Verjährung zum Jahresende droht

Dreieich - Der Energierechtsexperte Steffen Bayer (Köln) weist die Gaskunden der Dreieicher Stadtwerke auf die drohende Verjährung möglicher Ansprüche zum Jahresende hin. Von Klaus Hellweg

Im vergangenen Jahr hatte der Bundesgerichtshof entscheiden, dass die Stadtwerke in ihren Gaslieferverträgen viele Jahre lang unwirksame Klauseln zur Preiserhöhung verwendet hatten. Die Klauseln sahen eine Bindung der Arbeitspreise ausschließlich an den Preis für extra leichtes Heizöl vor, was nach Auffassung der Bundesrichter eine unangemessene Benachteiligung der Kunden darstellte.

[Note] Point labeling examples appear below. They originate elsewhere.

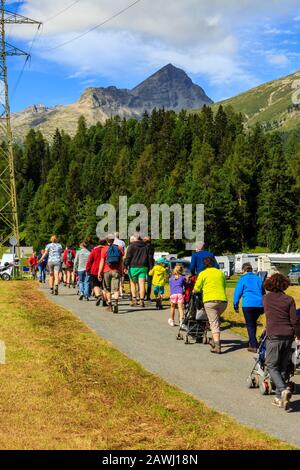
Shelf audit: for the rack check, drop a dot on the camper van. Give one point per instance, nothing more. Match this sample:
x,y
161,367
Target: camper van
x,y
243,258
226,264
278,262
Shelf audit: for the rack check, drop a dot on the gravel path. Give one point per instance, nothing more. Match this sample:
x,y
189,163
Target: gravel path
x,y
219,381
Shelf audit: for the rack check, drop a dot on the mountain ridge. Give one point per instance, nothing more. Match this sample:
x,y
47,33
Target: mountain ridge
x,y
170,88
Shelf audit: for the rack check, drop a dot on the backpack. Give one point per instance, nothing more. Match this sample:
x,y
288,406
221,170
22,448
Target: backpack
x,y
70,256
113,255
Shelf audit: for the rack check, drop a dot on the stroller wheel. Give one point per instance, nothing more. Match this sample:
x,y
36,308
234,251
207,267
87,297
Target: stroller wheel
x,y
264,387
249,382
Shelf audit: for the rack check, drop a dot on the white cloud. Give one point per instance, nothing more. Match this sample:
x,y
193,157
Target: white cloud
x,y
199,36
278,59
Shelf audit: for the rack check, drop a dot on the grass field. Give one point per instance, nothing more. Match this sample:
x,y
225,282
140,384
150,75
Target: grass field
x,y
64,388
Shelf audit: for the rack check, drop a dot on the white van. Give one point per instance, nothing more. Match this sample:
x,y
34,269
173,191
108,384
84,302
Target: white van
x,y
243,258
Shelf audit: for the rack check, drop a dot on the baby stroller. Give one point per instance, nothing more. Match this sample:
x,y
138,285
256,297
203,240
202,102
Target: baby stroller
x,y
195,325
4,272
260,377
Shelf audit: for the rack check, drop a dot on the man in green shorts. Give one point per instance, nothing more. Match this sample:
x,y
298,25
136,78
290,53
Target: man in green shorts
x,y
138,262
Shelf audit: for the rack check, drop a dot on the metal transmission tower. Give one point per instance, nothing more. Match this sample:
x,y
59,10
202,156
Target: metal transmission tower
x,y
9,224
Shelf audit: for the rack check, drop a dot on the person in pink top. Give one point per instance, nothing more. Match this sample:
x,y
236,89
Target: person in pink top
x,y
69,257
111,271
177,289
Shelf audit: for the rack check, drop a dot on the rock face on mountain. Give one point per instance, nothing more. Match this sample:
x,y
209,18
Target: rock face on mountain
x,y
169,88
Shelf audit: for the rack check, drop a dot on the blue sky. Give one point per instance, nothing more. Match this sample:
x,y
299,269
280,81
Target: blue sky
x,y
225,46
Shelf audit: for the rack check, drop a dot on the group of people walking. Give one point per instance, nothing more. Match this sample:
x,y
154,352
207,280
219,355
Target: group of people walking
x,y
101,270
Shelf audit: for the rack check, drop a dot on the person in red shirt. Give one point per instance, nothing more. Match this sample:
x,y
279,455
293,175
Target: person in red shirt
x,y
92,268
111,271
33,263
69,257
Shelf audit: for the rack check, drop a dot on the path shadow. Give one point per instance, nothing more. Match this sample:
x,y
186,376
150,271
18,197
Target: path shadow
x,y
229,324
231,345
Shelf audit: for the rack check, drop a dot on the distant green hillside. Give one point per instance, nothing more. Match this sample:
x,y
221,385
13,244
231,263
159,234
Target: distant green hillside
x,y
269,104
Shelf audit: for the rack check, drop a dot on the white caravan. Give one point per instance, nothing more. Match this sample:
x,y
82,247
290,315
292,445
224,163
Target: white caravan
x,y
243,258
275,262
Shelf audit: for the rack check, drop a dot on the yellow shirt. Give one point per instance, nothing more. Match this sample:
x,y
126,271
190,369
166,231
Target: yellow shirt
x,y
212,283
159,274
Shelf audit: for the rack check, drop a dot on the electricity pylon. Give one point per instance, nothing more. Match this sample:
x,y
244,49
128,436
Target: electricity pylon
x,y
9,223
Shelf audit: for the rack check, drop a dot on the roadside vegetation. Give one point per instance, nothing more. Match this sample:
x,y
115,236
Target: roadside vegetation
x,y
64,388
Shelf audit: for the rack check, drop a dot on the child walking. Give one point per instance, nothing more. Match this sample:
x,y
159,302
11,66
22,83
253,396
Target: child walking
x,y
160,277
177,289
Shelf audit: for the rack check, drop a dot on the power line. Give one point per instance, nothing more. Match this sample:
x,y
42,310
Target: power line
x,y
61,12
95,27
27,60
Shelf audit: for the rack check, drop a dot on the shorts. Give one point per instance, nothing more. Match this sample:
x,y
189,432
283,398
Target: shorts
x,y
95,281
159,290
54,267
177,299
138,273
112,281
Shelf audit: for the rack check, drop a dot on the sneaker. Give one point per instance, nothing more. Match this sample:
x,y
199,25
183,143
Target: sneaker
x,y
285,399
277,402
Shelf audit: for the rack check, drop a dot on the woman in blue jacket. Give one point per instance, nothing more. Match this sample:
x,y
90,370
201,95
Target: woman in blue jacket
x,y
250,288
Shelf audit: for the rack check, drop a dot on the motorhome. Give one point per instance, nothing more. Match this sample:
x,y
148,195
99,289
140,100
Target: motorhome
x,y
243,258
226,264
276,262
7,258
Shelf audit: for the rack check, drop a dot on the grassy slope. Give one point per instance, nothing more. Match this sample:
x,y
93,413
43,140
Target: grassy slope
x,y
64,388
267,103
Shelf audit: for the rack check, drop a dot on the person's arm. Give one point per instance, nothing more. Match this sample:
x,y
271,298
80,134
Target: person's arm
x,y
294,319
151,272
199,283
238,293
193,264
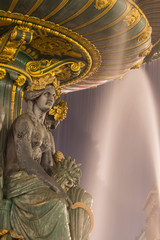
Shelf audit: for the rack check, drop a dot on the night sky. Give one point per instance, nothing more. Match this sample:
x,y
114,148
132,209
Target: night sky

Als Folge dieser Entscheidung herrschte zunächst Uneinigkeit darüber, unter welchen Voraussetzungen und in welcher Höhe die betroffenen Kunden Rückzahlungsansprüche geltend machen können. Unklar war insbesondere, ob nur solchen Kunden ein Erstattungsanspruch zusteht, die zeitnah gegen ihre Jahresabrechnungen Widerspruch eingelegt hatten.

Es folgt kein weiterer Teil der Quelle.